No one was untouched; all intellect was more or less enslaved.

And when experiments at last began to be made in the mechanisms by which
steam might be utilized they were such as boys now make for amusement;
such as throwing a steam-jet against the vanes of a paddle-wheel. Such
was Branca's engine, made nine years after the landing of our
forefathers at Plymouth, and thought worthy of a description and record.

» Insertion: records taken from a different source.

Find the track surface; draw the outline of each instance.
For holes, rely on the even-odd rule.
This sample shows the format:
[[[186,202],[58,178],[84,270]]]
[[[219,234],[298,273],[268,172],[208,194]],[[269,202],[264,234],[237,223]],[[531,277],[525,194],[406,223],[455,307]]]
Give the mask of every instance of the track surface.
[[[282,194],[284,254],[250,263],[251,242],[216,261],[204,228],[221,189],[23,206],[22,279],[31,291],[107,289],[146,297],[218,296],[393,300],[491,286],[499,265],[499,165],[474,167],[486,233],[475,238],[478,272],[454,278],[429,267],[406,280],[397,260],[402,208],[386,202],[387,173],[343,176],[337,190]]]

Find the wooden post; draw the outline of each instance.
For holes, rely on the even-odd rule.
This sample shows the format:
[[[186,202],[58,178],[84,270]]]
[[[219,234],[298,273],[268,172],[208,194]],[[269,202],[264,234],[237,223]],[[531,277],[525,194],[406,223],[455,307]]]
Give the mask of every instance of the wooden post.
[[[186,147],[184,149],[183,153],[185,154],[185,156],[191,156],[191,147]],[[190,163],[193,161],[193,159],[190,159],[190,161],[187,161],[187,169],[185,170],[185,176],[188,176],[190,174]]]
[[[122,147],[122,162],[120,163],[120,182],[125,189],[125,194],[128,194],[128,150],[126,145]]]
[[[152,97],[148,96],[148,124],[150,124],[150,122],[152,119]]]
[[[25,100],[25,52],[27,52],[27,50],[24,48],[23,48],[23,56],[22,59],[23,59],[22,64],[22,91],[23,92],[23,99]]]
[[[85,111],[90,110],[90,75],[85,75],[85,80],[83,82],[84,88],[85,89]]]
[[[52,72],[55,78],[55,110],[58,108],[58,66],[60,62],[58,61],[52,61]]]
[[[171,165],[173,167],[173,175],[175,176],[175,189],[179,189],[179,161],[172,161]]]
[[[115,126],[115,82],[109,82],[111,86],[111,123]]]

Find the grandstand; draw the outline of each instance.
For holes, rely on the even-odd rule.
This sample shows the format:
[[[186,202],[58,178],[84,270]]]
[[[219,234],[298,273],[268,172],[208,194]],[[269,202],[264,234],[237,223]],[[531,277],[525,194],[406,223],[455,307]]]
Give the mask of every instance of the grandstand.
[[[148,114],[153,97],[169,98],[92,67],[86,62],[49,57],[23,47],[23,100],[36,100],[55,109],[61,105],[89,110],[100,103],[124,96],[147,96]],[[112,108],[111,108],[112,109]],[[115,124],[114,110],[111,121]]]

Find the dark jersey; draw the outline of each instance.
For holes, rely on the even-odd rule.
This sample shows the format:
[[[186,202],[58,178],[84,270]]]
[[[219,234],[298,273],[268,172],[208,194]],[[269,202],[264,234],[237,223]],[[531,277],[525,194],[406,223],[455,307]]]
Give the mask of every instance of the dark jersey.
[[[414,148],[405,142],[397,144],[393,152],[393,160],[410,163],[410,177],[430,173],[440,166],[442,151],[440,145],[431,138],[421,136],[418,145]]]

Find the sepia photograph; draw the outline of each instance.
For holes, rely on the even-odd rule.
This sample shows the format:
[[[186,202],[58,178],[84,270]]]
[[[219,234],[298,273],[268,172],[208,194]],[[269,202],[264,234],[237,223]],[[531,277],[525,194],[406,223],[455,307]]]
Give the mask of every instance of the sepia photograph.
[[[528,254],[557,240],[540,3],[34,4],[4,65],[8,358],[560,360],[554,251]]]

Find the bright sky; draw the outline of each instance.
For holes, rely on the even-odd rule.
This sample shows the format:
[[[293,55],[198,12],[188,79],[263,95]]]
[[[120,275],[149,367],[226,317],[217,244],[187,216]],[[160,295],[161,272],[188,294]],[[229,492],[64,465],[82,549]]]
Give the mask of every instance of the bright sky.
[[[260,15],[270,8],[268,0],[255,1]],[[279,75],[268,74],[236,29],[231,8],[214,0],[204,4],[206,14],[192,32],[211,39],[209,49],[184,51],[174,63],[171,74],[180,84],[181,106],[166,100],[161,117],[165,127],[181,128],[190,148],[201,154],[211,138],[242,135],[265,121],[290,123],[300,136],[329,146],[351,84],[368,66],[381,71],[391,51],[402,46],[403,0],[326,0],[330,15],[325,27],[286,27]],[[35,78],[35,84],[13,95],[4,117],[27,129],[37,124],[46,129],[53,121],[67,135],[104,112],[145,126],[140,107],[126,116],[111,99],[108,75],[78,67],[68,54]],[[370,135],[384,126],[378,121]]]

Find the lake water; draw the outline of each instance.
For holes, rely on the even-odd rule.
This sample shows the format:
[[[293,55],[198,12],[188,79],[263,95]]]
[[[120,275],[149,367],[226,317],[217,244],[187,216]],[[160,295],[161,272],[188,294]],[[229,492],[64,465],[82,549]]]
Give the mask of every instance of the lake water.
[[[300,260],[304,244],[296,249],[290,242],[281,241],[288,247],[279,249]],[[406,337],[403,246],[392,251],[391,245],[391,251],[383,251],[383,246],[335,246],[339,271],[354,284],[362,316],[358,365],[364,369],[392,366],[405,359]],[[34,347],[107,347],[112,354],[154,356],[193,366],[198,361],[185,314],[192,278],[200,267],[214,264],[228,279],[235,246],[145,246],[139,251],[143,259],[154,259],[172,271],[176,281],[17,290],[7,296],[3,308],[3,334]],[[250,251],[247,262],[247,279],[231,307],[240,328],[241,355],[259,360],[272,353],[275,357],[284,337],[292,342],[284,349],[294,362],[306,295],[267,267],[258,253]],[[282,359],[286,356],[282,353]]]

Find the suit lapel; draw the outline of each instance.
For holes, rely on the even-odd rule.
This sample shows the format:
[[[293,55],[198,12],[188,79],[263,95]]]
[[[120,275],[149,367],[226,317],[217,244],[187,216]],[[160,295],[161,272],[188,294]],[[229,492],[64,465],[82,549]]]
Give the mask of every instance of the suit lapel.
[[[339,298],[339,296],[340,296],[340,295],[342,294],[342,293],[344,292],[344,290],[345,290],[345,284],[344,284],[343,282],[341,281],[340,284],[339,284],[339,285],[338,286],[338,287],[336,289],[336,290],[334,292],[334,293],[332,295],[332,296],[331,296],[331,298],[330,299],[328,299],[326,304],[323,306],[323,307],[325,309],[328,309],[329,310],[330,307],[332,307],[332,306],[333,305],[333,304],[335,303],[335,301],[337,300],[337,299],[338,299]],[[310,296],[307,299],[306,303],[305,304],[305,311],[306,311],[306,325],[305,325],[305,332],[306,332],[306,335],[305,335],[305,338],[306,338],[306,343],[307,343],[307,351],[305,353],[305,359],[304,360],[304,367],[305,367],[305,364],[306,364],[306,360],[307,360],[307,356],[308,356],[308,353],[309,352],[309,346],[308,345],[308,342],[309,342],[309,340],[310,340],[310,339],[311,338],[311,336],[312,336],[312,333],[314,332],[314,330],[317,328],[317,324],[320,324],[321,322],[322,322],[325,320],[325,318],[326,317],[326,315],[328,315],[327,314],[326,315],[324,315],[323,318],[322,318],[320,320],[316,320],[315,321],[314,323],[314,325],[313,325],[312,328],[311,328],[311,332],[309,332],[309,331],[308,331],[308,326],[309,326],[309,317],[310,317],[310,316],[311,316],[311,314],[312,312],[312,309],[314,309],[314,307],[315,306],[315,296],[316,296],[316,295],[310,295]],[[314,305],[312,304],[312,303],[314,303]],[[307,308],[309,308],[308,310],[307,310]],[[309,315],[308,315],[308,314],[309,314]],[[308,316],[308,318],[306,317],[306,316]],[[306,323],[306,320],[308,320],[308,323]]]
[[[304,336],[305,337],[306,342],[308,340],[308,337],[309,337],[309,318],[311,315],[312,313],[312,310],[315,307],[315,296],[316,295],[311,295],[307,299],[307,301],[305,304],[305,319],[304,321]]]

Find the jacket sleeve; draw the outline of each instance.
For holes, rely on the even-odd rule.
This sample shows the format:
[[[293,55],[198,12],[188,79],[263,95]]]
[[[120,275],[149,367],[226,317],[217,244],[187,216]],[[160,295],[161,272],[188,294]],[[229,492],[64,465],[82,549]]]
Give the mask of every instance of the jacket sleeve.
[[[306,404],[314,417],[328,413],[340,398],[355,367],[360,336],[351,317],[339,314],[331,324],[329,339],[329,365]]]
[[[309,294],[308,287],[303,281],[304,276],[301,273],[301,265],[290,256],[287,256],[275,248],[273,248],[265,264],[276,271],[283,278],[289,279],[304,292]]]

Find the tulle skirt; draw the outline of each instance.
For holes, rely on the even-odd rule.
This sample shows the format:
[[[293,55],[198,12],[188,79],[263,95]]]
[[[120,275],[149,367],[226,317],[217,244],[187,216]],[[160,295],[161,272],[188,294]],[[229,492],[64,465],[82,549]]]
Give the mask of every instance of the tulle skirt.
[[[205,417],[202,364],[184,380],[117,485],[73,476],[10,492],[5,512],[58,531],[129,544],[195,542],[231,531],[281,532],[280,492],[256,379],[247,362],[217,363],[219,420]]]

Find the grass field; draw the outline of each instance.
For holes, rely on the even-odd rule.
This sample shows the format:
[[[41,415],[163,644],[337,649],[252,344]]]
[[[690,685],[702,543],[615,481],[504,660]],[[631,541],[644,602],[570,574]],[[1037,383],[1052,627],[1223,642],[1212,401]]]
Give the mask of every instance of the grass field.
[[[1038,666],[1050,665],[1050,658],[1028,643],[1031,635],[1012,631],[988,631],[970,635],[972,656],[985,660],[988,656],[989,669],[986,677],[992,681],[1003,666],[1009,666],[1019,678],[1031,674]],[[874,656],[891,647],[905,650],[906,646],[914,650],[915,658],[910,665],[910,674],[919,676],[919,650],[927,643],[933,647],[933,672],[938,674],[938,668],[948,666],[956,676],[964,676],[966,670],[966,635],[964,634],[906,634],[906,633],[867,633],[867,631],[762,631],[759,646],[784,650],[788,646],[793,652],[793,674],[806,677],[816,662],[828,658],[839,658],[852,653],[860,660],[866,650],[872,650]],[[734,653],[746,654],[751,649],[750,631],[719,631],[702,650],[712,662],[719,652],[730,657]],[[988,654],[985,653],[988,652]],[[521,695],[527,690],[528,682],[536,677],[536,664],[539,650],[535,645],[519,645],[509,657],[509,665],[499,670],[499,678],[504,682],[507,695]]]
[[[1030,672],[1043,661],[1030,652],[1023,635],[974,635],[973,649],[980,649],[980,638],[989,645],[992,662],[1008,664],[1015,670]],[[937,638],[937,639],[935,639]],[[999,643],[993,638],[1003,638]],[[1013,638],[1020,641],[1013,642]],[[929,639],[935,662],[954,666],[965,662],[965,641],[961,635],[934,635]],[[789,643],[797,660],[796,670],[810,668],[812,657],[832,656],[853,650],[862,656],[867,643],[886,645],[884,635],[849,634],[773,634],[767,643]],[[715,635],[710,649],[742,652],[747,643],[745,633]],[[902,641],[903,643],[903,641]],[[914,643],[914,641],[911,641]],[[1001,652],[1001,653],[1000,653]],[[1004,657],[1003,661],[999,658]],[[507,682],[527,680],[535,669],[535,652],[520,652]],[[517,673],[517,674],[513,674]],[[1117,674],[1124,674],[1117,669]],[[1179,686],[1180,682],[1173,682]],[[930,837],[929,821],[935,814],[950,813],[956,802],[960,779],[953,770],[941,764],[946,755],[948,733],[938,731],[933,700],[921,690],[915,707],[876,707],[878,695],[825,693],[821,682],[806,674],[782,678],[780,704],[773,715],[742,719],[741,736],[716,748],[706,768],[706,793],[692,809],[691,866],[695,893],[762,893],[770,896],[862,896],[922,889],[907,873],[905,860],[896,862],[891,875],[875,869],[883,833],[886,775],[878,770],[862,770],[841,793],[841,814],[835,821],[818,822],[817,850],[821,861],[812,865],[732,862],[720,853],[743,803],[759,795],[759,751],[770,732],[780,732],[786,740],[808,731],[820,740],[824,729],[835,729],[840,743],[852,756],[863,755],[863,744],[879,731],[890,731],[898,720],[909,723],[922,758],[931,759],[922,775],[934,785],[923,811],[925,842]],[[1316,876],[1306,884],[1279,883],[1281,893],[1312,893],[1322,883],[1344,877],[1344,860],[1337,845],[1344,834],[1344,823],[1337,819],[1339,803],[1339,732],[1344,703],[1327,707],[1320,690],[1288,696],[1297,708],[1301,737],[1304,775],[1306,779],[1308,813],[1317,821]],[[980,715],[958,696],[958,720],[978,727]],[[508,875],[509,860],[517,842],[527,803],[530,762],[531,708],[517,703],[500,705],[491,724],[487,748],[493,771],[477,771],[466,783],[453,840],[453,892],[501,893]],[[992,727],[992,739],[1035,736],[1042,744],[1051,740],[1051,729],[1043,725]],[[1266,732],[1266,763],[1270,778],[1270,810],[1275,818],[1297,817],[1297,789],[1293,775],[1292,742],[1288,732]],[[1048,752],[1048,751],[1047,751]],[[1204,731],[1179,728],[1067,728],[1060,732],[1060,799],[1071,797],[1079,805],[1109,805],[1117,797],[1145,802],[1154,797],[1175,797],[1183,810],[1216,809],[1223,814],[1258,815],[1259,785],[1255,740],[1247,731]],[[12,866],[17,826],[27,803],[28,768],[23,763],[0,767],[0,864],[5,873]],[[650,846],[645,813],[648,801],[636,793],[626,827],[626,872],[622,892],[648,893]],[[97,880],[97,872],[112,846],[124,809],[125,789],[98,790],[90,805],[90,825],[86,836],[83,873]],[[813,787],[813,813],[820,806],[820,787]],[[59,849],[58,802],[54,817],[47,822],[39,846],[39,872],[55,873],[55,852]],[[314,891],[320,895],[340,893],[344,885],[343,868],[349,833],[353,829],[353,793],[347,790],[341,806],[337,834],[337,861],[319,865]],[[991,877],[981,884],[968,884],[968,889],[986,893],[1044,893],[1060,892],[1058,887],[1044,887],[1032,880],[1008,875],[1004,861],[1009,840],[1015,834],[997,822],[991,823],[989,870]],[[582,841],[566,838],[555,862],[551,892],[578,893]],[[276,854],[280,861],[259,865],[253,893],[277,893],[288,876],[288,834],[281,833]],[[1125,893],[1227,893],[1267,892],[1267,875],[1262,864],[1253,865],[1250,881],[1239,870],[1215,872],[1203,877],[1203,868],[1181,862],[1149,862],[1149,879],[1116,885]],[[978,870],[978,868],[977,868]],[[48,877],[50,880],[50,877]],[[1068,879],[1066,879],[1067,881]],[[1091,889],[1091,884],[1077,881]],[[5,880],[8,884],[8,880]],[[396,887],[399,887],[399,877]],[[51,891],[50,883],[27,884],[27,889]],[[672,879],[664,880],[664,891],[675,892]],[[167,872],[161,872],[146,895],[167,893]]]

The next attempt was much more practical, but cannot be accurately
assigned. It consisted of two chambers, from each of which alternately
water was forced by steam, and which were filled again by cooling off
and the forming of a vacuum where the steam had been. One chamber worked
while the other cooled. It was an immense advance in the direction of
utility.

About 1698, we begin to encounter the names that are familiar to us in
connection with the history of the steam-engine. In that year Thomas
Savery obtained a patent for raising water by steam. His was a
modification of the idea described above. The boilers used would be of
no value now, nevertheless the machine came into considerable use, and
the world that learned so gradually became possessed with the idea that
there was a utility in the pressure of steam. Savery's engine is said to
have grown out of the accident of his throwing a flask containing a
little wine on the fire at a tavern. Concluding immediately afterwards
that he wanted it, he snatched it off of the fender and plunged it into
a basin of water to cool it. The steam inside instantly condensing, the
water rushed in and filled it as it cooled.